Algebraic, Complex and Arithmetic Dynamics (2022)

Date & Time


Organizers:
Laura DeMarco, Harvard University
Mattias Jonsson, University of Michigan

The goal of Simons Symposium on Algebraic, Complex and Arithmetic Dynamics is to formulate a vision for future developments in complex, algebraic, and arithmetic dynamics, with a focus on methods coming from complex dynamics. Organizers aim to take stock of recent developments in complex dynamics, but also explore the important role that complex methods play in questions of more algebraic or arithmetic nature.

Discussion topics include:

  • Recent developments in complex dynamics
  • Critical orbit relations in complex and arithmetic dynamics
  • The role of complex dynamics for questions of arithmetic nature

Meeting Report

In this symposium series, we aim to formulate a vision for future developments in complex, algebraic and arithmetic dynamics. The first symposium was centered around questions with an arithmetic flavor, especially the concept of heights and notions of dynamical complexity. The theme of this second symposium was “Complex Dynamics and Algebraic Structures.” The lectures provided an overview of key research directions in complex algebraic dynamical systems, with an emphasis on the complex-analytic theory. There were 14 lectures and 2 open problem sessions. The speakers were asked to focus on questions for future research, while highlighting significant developments in the field from recent years.
 

Research talks

The talks covered a wide range of topics in complex and algebraic dynamics. Each lecturer was asked to address what might come next in their research area, while describing important recent developments in the field.

Beginning with questions in one-dimensional dynamics, Mikhail Lyubich provided an overview of recent developments in anti-holomorphic dynamics and reflection groups. Mikhail Hlushchanka presented recent results about the topology of Julia sets and canonical decompositions of rational maps on the Riemann sphere. Nguyen-Bac Dang addressed iterated monodromy groups for polynomials in dimension one, while utilizing a higher-dimensional dynamical system to study the spectrum of the graph Laplacian. In a related direction, Han Peters presented questions about graphs with a physical motivation, leading back to questions about related one-dimensional dynamical systems and bifurcations.
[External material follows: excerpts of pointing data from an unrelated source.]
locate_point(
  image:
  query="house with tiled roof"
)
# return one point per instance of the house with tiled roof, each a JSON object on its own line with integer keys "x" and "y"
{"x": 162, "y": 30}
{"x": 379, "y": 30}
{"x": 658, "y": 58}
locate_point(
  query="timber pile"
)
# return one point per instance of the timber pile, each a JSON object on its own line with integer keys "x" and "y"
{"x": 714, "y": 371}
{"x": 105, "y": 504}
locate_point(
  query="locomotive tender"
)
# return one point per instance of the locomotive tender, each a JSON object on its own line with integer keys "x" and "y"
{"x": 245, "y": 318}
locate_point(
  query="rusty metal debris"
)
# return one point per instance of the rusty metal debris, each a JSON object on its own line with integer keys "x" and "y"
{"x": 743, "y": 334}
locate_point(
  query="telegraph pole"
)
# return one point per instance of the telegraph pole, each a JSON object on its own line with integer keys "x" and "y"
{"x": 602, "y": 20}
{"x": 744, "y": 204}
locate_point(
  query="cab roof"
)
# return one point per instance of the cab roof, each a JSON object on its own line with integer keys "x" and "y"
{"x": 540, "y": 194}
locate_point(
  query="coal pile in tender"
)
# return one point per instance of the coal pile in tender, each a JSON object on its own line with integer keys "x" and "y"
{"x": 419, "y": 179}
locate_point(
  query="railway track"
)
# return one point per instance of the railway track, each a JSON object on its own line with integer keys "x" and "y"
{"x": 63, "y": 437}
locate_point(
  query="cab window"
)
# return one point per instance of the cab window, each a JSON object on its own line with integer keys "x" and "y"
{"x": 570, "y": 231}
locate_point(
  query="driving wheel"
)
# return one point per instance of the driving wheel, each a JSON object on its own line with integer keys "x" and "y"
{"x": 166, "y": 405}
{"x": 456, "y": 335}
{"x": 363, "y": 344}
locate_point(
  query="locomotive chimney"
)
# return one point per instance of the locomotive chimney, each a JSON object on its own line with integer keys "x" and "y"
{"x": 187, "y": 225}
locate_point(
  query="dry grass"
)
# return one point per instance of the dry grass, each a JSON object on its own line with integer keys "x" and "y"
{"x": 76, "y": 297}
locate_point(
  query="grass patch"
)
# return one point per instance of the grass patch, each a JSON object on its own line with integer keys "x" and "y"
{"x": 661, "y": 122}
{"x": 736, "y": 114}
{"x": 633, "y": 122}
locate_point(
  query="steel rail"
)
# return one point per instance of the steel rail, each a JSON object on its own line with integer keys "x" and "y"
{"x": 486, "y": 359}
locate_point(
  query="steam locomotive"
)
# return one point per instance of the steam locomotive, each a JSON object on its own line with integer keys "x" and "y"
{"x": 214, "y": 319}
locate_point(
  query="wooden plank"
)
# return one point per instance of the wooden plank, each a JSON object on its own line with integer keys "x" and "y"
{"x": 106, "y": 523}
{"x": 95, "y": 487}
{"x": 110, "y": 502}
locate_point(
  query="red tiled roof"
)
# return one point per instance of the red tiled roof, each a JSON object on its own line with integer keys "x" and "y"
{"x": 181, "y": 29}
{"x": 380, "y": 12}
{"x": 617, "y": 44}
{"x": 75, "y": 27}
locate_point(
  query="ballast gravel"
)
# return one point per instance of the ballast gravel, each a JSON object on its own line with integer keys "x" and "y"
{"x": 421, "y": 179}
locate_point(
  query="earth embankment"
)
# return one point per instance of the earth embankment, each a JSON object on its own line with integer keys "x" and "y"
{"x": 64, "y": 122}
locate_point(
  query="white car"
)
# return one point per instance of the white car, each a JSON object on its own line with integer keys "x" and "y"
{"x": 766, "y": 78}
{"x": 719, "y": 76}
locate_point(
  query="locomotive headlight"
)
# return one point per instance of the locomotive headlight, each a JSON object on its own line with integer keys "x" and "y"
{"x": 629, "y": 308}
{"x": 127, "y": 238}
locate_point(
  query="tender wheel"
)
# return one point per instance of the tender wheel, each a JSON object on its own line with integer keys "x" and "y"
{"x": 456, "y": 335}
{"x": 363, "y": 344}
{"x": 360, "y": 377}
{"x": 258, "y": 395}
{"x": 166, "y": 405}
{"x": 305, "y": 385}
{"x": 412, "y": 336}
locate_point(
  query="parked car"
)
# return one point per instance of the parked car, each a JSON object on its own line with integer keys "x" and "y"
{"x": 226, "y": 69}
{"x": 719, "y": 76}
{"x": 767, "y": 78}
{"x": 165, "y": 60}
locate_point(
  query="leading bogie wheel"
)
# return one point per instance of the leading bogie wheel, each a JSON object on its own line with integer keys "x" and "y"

Curtis McMullen provided an overview of results and questions about both one- and higher-dimensional algebraic dynamical systems, tying in the theory of billiard dynamics and the classification of Teichmüller curves.

Related to this, Martin Möller described results about compactifying spaces of abelian differentials, describing questions about the arithmetic of these moduli spaces. Also addressing questions about the arithmetic of moduli spaces, Niki Myrto Mavraki presented recent results about families of abelian varieties and explained their relevance to studying more general families of complex algebraic dynamical systems. Similarly, Thomas Gauthier emphasized arithmetic-dynamical methods, raising interesting new questions about heights and bifurcation measures. On the topic of bifurcations, Fabrizio Bianchi described the current status of bifurcation theory in dimensions one and higher, with a presentation on the bifurcation currents and measures and what remains unresolved. We also had several talks presenting the state of the art of complex dynamics in higher dimensions in a number of different settings. Jasmin Raissy discussed the local theory and recent developments in our study of holomorphic germs tangent to the identity transformation, with global implications for endomorphisms of projective spaces.

Roland Roeder presented questions about a particular family of automorphisms of affine surfaces, related to the Painlevé 6 equation. Romain Dujardin discussed polynomial automorphisms of the affine plane, especially the hyperbolic Hénon maps and questions about their Julia sets. Pierre Berger drew parallels between Hénon maps and analytic maps on cylinders, relating the analysis of Julia sets to classical questions about symplectomorphisms. And finally, Serge Cantat provided a survey of results and questions about the dynamics of automorphisms of algebraic surfaces.
 

Other talks and activities

We organized two problem sessions. A wide range of open problems and possible new directions were proposed at these sessions. Not all invited participants were able to give a full-length talk, and the problem sessions made it possible for them to share some ideas and thoughts at the board. We will post notes to the organizers’ webpage.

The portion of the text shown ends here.